ロングレールにしたらいいんじゃないですか?
と、聞かれることがよくあります。
しかしロングレールにするためには軌道構造をロングレールに対応できるようにグレードアップしなければならないためハードルはかなり高いです。
今回は費用面について考えたいと思います。
ロングレールとは、長さが200m以上のレールの事を言います。
ロングレールにはいろいろな特徴がありますが、1番の特徴は継目がない事による『音』や『振動』の軽減です。
ガタンゴトン、ガタンゴトンと風情のいい音が耳流れてきてとても心地良くなります。この心地良い音はレールとレールの繋ぎ目にある隙間を車輪が踏むことで発生してます。
ロングレールにするとその隙間が無くなり列車がスーッと走り乗り心地が非常に良くなります。
(ロングレールだけど溶接の落ち込みでガタンゴトンいう事もありますが)
レールの長さを200m以上にするためにはレールそのものの長さを長くするには新しく長いレールを持ってくるか、現在使われているレールを溶接しなければなりません。
長い新品レールを持ってくる方法もありますが、既製品でも150mか200mなのでそれ以上に長く繋げるためには現地での溶接を必要とします。

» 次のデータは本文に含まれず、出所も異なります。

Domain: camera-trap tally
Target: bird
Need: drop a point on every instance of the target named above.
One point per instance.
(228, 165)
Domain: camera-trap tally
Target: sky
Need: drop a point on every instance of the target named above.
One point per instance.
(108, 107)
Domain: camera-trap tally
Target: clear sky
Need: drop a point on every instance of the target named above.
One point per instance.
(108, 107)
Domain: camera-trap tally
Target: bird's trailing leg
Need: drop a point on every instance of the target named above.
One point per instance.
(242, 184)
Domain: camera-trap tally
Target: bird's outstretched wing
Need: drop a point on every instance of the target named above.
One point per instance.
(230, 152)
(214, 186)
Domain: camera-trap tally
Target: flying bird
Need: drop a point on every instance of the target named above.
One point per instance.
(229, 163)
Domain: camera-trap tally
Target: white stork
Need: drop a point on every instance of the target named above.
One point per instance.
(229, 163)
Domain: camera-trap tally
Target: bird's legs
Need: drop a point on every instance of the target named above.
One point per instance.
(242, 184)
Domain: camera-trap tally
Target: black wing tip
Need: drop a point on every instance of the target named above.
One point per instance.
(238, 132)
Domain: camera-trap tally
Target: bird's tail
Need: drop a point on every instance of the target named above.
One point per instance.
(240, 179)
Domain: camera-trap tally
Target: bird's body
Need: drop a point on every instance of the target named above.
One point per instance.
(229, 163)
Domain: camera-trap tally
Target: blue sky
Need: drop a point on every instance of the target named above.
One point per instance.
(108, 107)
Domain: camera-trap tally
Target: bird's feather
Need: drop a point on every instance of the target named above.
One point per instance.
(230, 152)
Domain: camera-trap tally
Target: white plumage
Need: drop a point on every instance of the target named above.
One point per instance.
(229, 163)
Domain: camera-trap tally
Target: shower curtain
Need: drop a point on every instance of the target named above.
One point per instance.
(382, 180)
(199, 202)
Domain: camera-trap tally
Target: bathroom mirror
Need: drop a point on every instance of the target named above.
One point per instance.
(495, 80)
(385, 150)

まずはレールを長くするための溶接のコストについてです。
レールの溶接の種類はいくつかありますがdの溶接も1箇所あたり20万程度です。
レールは1本25mなので、1,000mのレールを作るのには40口必要で、
40口×左右レール=80口、1,600万円/km
になります。
次にマクラギについてです。
木マクラギ区間でも敷設は可能ですがロングレール区間には『軌道強度』の強いPCマクラギを用います。
PCマクラギが概ね2万円/本です。
必要な本数が100Mで172本、1720本/kmになります。
交換費用も概ね2万円/本なので1キロあたりの材料費と交換費用は6,880万円になります。
レールが1,600万円、まくらぎが6,880万円の合計で8,480万円/km必要です。
それが1キロではいかず、平均的な駅と駅の距離が5キロとすれば4億円を超える工事代金と材料費が必要です。
またロングレール化するということは既存の機能から向上させるので合計金額にたいして固定資産税もかかるようになります。
(償却期間30年ほど)
以上のことから費用面では鉄道会社単体ではなかなかロングレールを新たに導入するのは難しい状態です。
他にも検討すべき課題はいろいろありますが簡単に説明すると以上です。
ですのでローカル線で導入は難しいとご理解いただければと思います。